Aside from the potential toll in lives – and that’s a big aside, especially if the conflict turns nuclear – we have to consider the economic consequences of a second Korean war. We may think that the deaths of a million nameless Asians is sad, even horrific, but of little consequence to those of us who have never visited Korea or Japan.
But the potential economic shock should get our attention. South Korea’s economy is the thirteenth largest in the world. Japan’s is the third. Think of the disruption to supply chains that a conventional war – let alone a nuclear conflict – might cause. We have come to rely on our Samsung phones, our Toyota cars and all the components manufactured in both countries that are essential to the technology that keeps us ticking just about everywhere in the world.
Think also of the insecurity that would follow a nuclear detonation in anger. A taboo, once broken, is no longer a taboo. The unthinkable becomes thinkable. Soon enough those who have never sought nukes might think again.
This would not be a local war. In its consequences, it would be a global war, and perhaps a foretaste of worse to come. So you could argue that we should be more concerned than we appear to be.
Back to the subject of the failed missile test. What is its significance?
People who love theorising about dark dealings will no doubt come up with plenty of explanations. Speculation may well be focused on five possibilities:
- That is was a cock-up. The launch failed because launches sometimes do. That’s the purpose of a test – to see if something works.
- That the US or one of its proxies have hacked the missile program and caused the launch to abort.
- That the Chinese, fearful of the consequences of war on their doorstep, did the hacking, perhaps in concert with the US.
- That this was a face-saving exercise.

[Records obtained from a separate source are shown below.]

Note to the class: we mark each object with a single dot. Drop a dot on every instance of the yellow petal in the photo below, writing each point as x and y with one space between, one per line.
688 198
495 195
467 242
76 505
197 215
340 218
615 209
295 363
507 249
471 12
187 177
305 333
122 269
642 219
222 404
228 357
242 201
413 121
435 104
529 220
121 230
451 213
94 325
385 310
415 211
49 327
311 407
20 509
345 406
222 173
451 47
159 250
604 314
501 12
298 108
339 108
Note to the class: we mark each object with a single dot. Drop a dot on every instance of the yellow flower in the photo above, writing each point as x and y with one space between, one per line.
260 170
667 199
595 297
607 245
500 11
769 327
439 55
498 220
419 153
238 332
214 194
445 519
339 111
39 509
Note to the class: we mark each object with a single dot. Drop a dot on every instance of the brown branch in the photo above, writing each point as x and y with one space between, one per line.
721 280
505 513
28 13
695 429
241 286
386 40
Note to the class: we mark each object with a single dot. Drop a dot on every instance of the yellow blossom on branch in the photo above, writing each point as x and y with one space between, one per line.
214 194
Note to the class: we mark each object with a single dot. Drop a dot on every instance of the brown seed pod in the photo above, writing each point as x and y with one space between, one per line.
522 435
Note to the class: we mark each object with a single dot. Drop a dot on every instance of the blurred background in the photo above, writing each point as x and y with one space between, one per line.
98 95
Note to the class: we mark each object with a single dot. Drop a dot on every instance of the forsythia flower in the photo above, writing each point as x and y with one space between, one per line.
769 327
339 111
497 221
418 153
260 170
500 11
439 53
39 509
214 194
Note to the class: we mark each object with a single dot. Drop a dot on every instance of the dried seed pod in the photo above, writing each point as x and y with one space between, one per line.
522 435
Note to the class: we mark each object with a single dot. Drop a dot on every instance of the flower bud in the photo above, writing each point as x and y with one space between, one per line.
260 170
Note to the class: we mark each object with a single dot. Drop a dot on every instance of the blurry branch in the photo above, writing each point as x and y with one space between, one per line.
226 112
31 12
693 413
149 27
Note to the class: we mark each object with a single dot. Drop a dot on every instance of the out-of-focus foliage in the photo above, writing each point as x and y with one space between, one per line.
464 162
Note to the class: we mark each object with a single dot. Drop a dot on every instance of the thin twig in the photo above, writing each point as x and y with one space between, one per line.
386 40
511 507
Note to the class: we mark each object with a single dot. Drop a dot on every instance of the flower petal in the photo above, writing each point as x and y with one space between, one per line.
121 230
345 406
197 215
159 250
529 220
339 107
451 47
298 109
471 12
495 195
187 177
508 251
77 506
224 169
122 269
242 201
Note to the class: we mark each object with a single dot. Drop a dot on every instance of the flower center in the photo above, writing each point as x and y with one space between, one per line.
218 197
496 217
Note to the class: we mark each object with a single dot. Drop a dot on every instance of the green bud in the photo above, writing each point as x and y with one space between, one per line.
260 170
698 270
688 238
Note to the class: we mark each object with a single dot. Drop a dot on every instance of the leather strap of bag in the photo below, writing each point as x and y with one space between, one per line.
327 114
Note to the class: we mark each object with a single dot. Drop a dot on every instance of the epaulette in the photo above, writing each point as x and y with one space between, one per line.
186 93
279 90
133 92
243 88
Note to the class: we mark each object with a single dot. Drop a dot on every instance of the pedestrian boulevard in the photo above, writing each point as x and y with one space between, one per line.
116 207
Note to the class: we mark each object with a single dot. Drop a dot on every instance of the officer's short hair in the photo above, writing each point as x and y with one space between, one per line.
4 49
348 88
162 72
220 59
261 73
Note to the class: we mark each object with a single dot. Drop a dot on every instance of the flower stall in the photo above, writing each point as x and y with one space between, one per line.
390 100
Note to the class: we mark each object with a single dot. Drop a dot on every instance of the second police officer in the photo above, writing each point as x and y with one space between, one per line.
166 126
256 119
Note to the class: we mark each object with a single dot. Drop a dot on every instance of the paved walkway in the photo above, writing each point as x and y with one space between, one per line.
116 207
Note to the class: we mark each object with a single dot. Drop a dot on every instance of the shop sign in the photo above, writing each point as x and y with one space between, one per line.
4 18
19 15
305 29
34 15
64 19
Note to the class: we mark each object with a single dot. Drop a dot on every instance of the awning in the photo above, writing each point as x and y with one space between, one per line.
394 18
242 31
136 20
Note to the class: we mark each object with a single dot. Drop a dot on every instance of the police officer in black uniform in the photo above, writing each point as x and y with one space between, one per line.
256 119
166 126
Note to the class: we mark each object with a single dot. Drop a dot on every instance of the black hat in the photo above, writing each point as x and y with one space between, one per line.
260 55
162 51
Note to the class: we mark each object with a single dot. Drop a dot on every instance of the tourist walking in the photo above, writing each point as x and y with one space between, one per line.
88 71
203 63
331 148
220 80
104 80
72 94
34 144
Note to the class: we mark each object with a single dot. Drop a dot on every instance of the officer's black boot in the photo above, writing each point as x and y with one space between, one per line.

Kim Jong Un knew that launch would fail, but managed to save face by going ahead with it, but calculating that there would be minimal US response.
- And lastly, that elements within the North Korean military, unbeknown to Kim, sabotaged the launch as an act of resistance to the regime, or in the certain knowledge that they would bear the brunt of any retaliatory strike.
Whatever lies behind the failed launch, the US flotilla draws ever closer to the Korean peninsula. Mike Pence is due in Seoul to consult with the South Korean government. Is a decision about to be made? Not surprisingly, we don’t have a clue. Whether Trump has a coherent plan is also questionable.
I don’t believe that even he, with his grown-up generals at his side, will start launching nukes at the drop of a hat unless Kim does so first. Instead, will the battle groups sit close to the mainland like dark avengers, armed and ready to pull the trigger in order to pile the psychological pressure on Kim, and perhaps to encourage his military to save their skins by acting against him? Or has Trump already decided to take the shot? Would such an act of war be legal, and would Trump care?
All I know – at least from my layman’s perspective – is that if, as many military analysts claim, North Korea is years away from being able to launch its missiles against America, there’s plenty of time and scope to use other means of bringing him down, be it by economic pressure, covert subversion, cyber-warfare or a combination of all three. Even if thus far diplomacy has proved to be futile, have we really exhausted all other options beyond blasting North Korea to smithereens and shattering the economies of the entire region?
Whatever transpires over the next few days, this is some game of poker.